Single mode fiber optic cable has been typically associated with long haul runs from service providers to business and residential areas. This would make sense, as this type of fiber can run for miles between transmission nodes. Multi-mode fiber is typically seen in businesses where the run requirements don’t exceed 1,000 feet or so. This is often referred to as a “campus” installation. Going deeper inside that campus structure, copper Ethernet technology is still used for various reasons and will be for some time to come. For our purposes, “campus” = anything from a residence to a large business or perhaps even a real college campus.

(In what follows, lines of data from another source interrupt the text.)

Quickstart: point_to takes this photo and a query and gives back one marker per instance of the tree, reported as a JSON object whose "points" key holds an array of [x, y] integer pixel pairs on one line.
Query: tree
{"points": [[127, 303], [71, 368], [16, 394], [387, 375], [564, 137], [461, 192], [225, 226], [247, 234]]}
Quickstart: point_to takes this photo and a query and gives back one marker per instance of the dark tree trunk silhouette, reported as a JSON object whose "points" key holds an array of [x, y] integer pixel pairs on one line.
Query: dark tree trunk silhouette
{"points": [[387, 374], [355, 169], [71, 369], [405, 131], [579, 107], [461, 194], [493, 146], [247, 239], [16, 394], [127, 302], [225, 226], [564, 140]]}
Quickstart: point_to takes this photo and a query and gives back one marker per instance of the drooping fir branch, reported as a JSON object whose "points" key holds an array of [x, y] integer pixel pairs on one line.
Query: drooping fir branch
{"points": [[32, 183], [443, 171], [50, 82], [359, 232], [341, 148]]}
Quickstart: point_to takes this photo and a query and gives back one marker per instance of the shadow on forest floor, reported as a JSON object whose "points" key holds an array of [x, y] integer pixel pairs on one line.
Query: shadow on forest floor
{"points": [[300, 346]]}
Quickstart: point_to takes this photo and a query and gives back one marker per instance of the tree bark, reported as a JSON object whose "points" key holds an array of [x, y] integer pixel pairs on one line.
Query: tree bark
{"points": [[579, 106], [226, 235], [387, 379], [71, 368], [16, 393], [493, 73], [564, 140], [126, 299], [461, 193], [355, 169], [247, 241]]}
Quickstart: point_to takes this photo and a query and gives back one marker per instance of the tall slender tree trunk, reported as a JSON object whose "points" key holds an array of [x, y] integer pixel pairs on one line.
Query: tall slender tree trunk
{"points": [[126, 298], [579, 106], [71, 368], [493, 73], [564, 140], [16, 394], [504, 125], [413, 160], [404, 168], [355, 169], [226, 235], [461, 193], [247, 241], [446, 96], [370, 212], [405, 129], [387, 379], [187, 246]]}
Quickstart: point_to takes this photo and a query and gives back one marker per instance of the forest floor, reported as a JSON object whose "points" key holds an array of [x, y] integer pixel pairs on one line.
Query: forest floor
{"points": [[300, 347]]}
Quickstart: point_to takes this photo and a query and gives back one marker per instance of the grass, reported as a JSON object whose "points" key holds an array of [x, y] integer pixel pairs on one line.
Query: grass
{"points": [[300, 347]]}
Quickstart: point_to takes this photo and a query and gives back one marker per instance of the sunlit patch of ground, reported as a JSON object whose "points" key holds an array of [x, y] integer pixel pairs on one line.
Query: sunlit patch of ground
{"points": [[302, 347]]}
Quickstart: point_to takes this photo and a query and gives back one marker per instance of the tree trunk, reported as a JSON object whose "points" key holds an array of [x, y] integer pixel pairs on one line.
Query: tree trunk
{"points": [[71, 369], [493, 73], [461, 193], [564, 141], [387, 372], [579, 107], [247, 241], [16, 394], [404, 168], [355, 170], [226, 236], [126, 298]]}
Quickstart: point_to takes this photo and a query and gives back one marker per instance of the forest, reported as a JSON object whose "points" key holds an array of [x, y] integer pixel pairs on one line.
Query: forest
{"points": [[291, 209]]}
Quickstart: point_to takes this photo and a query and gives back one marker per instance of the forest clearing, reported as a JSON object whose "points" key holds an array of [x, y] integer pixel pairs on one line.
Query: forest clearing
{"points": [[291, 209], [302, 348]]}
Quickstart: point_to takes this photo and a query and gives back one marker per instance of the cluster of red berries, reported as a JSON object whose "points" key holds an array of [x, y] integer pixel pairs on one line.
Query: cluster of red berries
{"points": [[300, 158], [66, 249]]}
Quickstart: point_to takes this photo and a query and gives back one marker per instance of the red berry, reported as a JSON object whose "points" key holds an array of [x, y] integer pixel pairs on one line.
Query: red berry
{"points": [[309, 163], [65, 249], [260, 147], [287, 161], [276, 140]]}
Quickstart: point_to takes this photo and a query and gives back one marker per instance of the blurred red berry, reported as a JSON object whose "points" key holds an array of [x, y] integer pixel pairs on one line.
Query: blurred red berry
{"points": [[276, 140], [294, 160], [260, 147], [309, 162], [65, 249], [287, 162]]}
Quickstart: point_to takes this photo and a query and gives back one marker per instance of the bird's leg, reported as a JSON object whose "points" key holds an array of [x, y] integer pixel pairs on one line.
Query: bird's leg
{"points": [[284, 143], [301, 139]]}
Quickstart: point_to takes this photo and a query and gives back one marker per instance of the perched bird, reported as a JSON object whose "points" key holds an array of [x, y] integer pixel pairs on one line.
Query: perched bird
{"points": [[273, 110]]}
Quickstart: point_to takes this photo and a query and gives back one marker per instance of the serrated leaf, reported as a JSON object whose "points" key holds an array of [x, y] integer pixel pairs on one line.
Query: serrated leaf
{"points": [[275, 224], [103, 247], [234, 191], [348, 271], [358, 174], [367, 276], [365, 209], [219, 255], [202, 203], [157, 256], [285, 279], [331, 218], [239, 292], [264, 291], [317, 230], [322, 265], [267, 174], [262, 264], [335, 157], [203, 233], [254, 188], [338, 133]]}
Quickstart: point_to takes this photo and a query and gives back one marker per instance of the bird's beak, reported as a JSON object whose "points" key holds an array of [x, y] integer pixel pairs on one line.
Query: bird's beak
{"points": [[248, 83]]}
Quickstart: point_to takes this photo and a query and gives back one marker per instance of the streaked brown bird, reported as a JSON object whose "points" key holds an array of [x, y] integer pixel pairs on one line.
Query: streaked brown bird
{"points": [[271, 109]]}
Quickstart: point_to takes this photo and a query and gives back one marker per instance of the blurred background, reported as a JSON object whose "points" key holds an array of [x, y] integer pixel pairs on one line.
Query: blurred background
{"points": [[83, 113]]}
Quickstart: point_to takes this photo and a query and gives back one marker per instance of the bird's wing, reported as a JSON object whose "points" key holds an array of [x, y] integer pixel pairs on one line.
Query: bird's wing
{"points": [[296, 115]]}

Single mode fiber is replacing multi-mode fiber, however. The price differences between the actual cable are not large and the equipment costs are coming down. This lessens the worry of how far a fiber optic cable can run inside any one campus or large business. Prior to that, careful planning was required. Given higher bandwidths are associated with single mode fiber up to those longer distances and the choice is starting to become clear. Single mode fiber won out.

So now we have brought some clarity to the difference between single and multi-mode fiber and how this technology is of benefit. Choices are a good thing, and understanding the differences between those choices is key!


Common Questions and Answers

What are the differences between singlemode and multimode fiber?

A: Single-mode fiber uses solid lasers as the light source, while multi-mode fiber uses light-emitting diodes or VCSEL's as the light source. Single-mode fiber optic transmission has the characteristics of wideband and long transmission distance, but because it requires laser sources, the cost is higher, while multi-mode fiber is characterized by low transmission speed and short distance, but its cost is relatively lower. Single-mode fiber core diameter and dispersion is small, 8 -10 microns allowing only one mode of transmission, while multi-mode fiber core diameter 50 micron dispersion is large, allowing many modes of transmission.

What is the difference between singlemode and multimode optical transceiver modules?

A: multimode optical transceiver module works at 850nm, singlemode optical transceiver module works at 1310nm, 1550nm. The devices used in singlemode optical modules are twice as many as those used in multimode optical modules, so the overall cost of singlemode optical module is much higher than that of multimode optical transceiver modules. The transmission distance of singlemode optical transceiver module can reach 150 to 200km, and the transmission distance of multimode optical transceiver module can reach 5km.

Where are singlemode/multimode fiber and singlemode/multimode optical transceiver modules used?

A: Singlemode fiber enables the fiber to be launched directly to the data center, ISP location which is generally used for long distance data transmission, while in multimode fiber the optical signal is propagated through multiple paths. Therefore, multimode fiber is commonly used in short distance data transmission. Single-mode optical modules are often used in metro networks over long distances and at relatively high transmission rates.

Can singlemode/multimode fiber be mixed with singlemode/multimode optical module?

A: No! they can’t be mixed, we have to match the fiber and optical module to the type of fiber used. Multimode with Multimode and Singlemode with Singlemode.